English opener James Vince starred with 98 not out as Brathwaite, Ben Dwarshuis, Jackson Bird and Steve O’Keefe showcased Sydney’s bowling depth.
The Sixers finished four points clear on top of the table after the regular season and will host the winner of Thursday’s Perth-Brisbane match in the final as they seek to defend their title.
“The funny thing is I’ve played in a few finals and form counts for absolutely nothing,” Brathwaite said.
“It’s just about how you hold your nerve on the day and which team plays the best 40 overs.
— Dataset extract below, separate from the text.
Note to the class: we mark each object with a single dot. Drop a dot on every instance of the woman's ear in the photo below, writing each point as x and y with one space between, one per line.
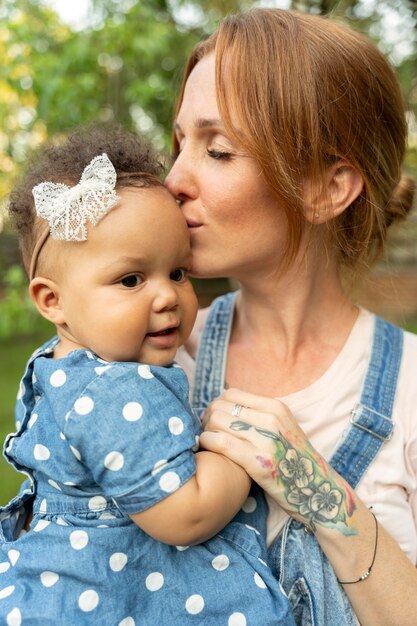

“As much as it gives us a lot of confidence and we feel very good with our game going into the final, I don’t think any of us are under illusions that anything that’s happened before means anything once that bat is flipped for the final.”
Brathwaite, who famously hit four consecutive sixes to finish off England in the 2016 World T20 final, said emotion would play a big role on Saturday.
It will be the first BBL match at the SCG this season, which has been heavily affected by travel restrictions during the coronavirus pandemic.
“First it’s about controlling the emotions because everyone was so happy to finally to be back in Sydney, playing in front of fans at the SCG,” Brathwaite said.
“Having been deprived of that and not being able to play at the SCG, it may be a bit more of an occasion than just a grand final.
“We need to control our emotions and continue to execute.
“The other guys have played more than enough cricket at the SCG to know and understand and assess the conditions quickly and implement the game plans that worked over the last few years.”